Uber taxi now is probably the most convenient and economic transportation in most European countries. While tens of thousands of miles away from Europe, another kind of “Uber” is becoming popular in China. It is what dubbed “Uber bike”.
“Uber bike” is a kind of dockless bikes which allow users to find, use and pay for a cycling experience just like what they can get from a Uber taxi. And Mobike and Ofo are two of the most popular startups of this kind.
People download an app that tells the users where to find a cycle, which they unlock by scanning a QR code on their phones. Unlike traditional rental services, however, which require bikes to be returned to a fixed docking station, riders are free to leave the bikes wherever their journey ends.
These bikes are popular in many Chinese cities including Beijing, Shanghai, Guangzhou and Shenzhen, because they provide an effective solution to the “last mile” problem, which refers to the final leg of a person’s journey.
“In places where the subway doesn’t extend, where it’s difficult to change from one kind of transport to another, it’s so easy to get where you want to go with Mobike,” Hu Hong, 29, told AFP. She pedals to her Shanghai real-estate job.
However, the schemes have also led to problems such as illegal parking, vandalism and theft.
“Thousands of bikes parked everywhere around the city and many are not working because nobody takes care of them – the city’s beauty has been destroyed.” Eric Mao, marketing manager at Green Smart Traffic (GST) said to The Guardian.
In fact, these problems are also shared by bike-sharing schemes abroad. Launched in 2007, Vélib is the world’s first large-scale bike-sharing scheme in Paris. At its early stage of operation, it also suffered from problems of vandalism or theft.
By Oct 2009, 80 percent of the initial 20,600 bicycles stolen or damaged, according to The New York Times. Bikes were found hanging from lampposts or thrown into the Seine River.
To deal with these problems, the company came up with the idea of encouraging people to return the bikes to stations by rewarding free time for their next rides.
Now cycle share firms in China had also found ways to tackle it. Mobike gives users 100 credits when they start to use the bike and users can earn more by photographing and reporting badly parked bikes around the city. If a user always parks in the wrong place, then he will have fewer credits. And once a user has fewer than 80 points, the costs of rental increased to 100 yuan per 30 minutes, up from 0.5-1 yuan.
“Although I use both Mobike and Ofo, I think the rules of Mobike is more reasonable as it monitors us to drop the bike in the right place so that we don’t make troubles for our city.” Said Chen Xue, 30, who often use dockless bikes to commute between her journalist job and her home.

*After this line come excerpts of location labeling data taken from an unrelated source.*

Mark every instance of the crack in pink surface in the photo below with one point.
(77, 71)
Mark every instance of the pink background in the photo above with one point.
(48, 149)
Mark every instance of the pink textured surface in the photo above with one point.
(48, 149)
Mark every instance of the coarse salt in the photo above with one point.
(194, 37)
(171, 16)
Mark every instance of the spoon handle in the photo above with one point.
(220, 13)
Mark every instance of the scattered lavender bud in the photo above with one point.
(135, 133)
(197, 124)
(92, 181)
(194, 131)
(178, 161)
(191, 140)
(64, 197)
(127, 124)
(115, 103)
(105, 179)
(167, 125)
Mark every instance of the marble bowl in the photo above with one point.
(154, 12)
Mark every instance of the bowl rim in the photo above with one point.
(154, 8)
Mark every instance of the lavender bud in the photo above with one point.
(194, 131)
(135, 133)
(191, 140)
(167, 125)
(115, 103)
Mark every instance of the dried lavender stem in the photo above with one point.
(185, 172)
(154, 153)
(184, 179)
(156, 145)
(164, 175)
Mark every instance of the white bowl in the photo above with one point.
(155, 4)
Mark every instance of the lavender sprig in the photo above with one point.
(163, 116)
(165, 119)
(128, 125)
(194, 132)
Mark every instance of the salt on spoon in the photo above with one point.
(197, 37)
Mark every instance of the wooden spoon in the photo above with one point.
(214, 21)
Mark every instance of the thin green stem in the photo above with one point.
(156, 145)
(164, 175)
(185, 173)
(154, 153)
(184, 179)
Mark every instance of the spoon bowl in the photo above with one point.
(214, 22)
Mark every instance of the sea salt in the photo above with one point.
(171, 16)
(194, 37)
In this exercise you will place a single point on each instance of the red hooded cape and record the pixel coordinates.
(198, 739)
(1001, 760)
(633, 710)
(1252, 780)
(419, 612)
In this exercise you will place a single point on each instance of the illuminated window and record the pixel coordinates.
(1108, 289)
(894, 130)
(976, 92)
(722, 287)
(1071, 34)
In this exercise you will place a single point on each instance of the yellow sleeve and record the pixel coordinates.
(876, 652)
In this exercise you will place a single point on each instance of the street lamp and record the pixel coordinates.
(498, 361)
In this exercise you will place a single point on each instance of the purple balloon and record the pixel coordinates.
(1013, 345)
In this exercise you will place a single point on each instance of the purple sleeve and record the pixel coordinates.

China used to be a large “bicycle kingdom”, with 670 million bikes in 1995. But the figure declined to 435 million in 2005 as many worshipped the private car and saw cycling as backward. However, these sharing apps have made cycling cool again in China. And they may have the potential to go to overseas market. Mobike is launching in Singapore this year. And Ofo is going to get into Cambridge, UK.
“The public bike share cuts the burden of traffic and promotes an environmentally friendly approach among the people of the city.” Zhang Li Qiang, the chief executive of GST told The Guardian.